After an activist campaign was launched last month by New York-based investment firm H Partners Management, Zeitz gave analysts a brief update on the ongoing CEO search process within the company. H Partners’ campaign is aimed at getting Harley shareholders to withhold the re-election of three Harley board members: Zeitz, board member Sara Levinson, and board member Tom Linebarger. H Partners, which owns a 9.1% stake in Harley, is also calling on the board to immediately remove Zeitz as CEO and install a senior leader to the position temporarily. “I’m committed to head the company until a successor has been appointed,” said Zeitz. “Timing is really at the discretion of the board.”

Livewire investment

Livewire, the electric motorcycle business spun off by Harley-Davidson, reported a net loss of $19.3 million in the first quarter of 2025, down from $23.6 million during the same period last year.
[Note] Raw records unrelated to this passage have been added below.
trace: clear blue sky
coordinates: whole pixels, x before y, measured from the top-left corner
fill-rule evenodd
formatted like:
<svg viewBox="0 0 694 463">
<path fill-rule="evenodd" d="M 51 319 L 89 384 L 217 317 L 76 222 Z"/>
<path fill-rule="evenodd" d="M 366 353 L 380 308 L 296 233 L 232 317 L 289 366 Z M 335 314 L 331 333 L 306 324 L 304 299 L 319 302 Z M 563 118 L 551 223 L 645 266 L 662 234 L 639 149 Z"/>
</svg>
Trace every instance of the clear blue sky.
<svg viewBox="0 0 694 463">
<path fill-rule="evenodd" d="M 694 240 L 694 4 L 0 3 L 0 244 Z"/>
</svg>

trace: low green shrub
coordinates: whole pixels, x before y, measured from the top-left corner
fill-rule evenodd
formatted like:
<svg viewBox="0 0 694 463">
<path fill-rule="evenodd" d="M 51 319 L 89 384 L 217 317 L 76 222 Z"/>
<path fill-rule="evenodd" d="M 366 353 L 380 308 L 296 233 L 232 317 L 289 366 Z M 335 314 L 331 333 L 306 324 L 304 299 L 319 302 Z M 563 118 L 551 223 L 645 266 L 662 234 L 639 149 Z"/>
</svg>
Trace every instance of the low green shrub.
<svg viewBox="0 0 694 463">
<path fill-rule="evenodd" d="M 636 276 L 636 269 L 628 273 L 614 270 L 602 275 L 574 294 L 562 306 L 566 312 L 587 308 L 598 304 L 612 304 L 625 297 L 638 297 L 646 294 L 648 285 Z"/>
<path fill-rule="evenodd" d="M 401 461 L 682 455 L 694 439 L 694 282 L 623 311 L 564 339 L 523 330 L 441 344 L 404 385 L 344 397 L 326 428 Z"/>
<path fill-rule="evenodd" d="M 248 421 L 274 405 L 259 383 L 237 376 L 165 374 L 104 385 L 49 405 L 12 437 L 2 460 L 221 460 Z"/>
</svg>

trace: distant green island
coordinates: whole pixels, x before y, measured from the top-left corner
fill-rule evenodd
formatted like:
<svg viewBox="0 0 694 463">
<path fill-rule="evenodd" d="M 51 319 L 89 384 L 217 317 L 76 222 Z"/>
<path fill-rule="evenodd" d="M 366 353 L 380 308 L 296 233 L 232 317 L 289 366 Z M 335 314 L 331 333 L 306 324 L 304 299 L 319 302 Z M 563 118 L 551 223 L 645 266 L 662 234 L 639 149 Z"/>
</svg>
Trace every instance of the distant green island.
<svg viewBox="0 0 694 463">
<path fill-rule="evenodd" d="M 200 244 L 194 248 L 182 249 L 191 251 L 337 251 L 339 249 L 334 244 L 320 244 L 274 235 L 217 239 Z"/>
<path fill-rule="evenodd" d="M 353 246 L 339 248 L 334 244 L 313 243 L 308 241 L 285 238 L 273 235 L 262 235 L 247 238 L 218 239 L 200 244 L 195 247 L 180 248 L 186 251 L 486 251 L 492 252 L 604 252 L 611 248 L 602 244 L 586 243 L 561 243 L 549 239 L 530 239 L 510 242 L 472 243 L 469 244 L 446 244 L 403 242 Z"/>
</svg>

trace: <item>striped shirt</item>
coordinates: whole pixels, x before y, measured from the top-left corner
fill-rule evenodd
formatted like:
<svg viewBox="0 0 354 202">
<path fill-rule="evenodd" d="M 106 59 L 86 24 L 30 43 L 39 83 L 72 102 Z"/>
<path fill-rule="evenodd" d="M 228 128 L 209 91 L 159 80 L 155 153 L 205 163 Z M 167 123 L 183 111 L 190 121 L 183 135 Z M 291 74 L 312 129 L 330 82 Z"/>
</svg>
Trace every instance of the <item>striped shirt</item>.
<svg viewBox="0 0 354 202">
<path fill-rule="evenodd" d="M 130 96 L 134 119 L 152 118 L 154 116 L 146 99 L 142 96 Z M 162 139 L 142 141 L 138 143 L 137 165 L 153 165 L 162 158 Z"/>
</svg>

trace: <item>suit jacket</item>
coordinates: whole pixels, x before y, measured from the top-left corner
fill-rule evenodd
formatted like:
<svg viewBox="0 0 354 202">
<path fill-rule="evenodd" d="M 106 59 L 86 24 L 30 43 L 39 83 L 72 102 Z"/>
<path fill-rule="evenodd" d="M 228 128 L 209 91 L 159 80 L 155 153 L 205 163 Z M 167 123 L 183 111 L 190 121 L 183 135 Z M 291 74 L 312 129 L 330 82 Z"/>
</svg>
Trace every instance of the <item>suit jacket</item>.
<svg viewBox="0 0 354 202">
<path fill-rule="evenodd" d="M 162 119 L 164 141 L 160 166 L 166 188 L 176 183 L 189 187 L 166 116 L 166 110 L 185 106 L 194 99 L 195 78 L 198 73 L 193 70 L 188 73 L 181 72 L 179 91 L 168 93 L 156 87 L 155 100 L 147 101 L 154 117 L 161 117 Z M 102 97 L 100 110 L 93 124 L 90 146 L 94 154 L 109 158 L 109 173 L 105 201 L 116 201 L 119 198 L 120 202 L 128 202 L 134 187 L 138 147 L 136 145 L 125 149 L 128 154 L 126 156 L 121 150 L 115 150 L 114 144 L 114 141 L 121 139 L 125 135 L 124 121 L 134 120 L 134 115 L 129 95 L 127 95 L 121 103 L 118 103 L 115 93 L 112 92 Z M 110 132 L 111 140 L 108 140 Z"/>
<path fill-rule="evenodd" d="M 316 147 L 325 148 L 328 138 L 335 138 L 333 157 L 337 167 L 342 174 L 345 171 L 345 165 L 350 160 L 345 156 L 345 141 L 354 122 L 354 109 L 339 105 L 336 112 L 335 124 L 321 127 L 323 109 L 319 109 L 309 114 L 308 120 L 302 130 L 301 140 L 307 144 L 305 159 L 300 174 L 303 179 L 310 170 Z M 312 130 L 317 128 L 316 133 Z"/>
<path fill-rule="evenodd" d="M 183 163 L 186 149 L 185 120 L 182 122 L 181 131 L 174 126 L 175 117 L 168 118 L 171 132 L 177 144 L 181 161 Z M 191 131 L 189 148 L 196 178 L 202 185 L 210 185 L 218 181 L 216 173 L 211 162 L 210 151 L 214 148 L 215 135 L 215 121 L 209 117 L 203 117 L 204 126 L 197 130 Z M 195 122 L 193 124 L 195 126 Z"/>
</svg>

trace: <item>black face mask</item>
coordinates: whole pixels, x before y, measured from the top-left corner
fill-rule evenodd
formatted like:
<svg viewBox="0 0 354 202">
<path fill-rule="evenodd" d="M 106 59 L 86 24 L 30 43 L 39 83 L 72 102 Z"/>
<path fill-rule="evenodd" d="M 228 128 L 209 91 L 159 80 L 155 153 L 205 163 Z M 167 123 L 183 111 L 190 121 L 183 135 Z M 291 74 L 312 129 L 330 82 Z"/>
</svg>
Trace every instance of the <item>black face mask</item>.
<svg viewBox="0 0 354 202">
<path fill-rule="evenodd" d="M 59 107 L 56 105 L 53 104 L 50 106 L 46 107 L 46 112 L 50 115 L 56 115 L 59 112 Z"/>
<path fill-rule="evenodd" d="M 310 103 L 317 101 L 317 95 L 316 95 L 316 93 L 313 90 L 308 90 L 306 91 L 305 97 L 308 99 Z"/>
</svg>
The company sold 33 electric motorcycles in the first quarter of 2025, compared to 117 last year. “Recognizing the heavyweight two-wheel EV market remains limited in size for now, we remain focused on what we can control," said Karim Donnez, CEO of LiveWire. "Expenses are down by over 30% compared to the prior year same quarter with continued efforts to optimize. We opened four new countries in Europe and introduced LiveWire S2 Alpinista globally, as well as the first pedal assist STACYC product for teens and adults looking to join the ride." Livewire's four new markets include Poland, Portugal, Finland and Belgium. The company will continue evaluating “all options” for its business including seeking external capital when needed, Zeitz said Thursday. A slower than expected ramp-up of EV infrastructure and soft consumer demand has made the EV segment of the market “even more complicated,” according to Zeitz. Harley-Davidson does not immediately plan to provide additional investments into Livewire beyond a line of credit agreement announced in quarter one of 2024, which provides up to $100 million. Livewire now expects an operating loss of $59 million in 2025 versus previous operating loss guidance of between $70 million and $80 million.